L'Ère des "AI-Native Platforms"
Gartner et d'autres analystes identifient 2026 comme l'année des plateformes de développement "AI-Native".
Le changement : on ne construit plus seulement des applications avec de l'IA, mais on utilise des plateformes où l'IA gère l'orchestration.
Impact DevOps : l'émergence d'Agents DevOps autonomes capables de diagnostiquer une panne Kubernetes, de proposer un correctif Terraform ou de réécrire une pipeline CI/CD défaillante sans intervention humaine initiale.
FinOps 2.0 : coûts de l'IA
Avec le déplacement massif des entraînements de modèles vers le cloud, la facture cloud explose.
Tendance : le FinOps ne se limite plus à "éteindre les VM inutilisées". En ce début 2026, la priorité est l'optimisation granulaire des GPU. Les outils émergents permettent désormais de faire du time-slicing de GPU plus efficacement pour partager une carte A100/H100 entre plusieurs microservices.
Cybersécurité "préemptive"
Face à des attaques générées par IA, la défense devient proactive.
Nouveauté : les solutions de sécurité Cloud Native (CNAPP) intègrent désormais des capacités de détection prédictive. Au lieu de signaler une vulnérabilité, l'outil prédit quel chemin d'attaque un agent IA adverse est susceptible d'emprunter dans votre cluster Kubernetes et applique des politiques de réseau (Network Policies) préventives.
Le retour du "On-Prem" (repatriation) pour l'IA
Si le cloud public reste roi, janvier 2026 marque un point de bascule pour les infrastructures critiques. La tendance est au rapatriement ("repatriation") des charges de travail d'IA : pour gagner en latence et garantir la confidentialité, les entreprises déploient désormais leurs clusters Kubernetes et LLMs privés directement sur site (bare-metal) ou en Edge, coupant le cordon avec les clouds publics pour leurs données les plus sensibles.

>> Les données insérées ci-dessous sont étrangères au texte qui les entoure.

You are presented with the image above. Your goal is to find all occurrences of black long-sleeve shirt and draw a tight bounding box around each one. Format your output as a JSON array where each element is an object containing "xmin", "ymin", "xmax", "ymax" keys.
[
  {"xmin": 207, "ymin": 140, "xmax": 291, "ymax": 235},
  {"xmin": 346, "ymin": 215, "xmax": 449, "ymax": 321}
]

Ce mouvement s'inscrit dans une logique plus large de "géopatriation", visant à réduire la dépendance technologique. En France, cette souveraineté opérationnelle entre dans une nouvelle ère. Avec l'obtention du visa SecNumCloud 3.2 par S3NS (l'alliance Thales-Google), la technologie hyperscale de Google devient officiellement accessible sous le plus haut niveau de sécurité. Face à ce précédent historique, la pression s'accentue sur Microsoft (dont l'offre Bleu est en phase finale) et AWS pour riposter avec des garanties équivalentes. Désormais, le dilemme des DSI se complexifie : choisir l'hyperscale certifié (S3NS), les acteurs souverains historiques (OVHcloud, Outscale), ou opérer un retour stratégique au matériel sur site pour une maîtrise totale.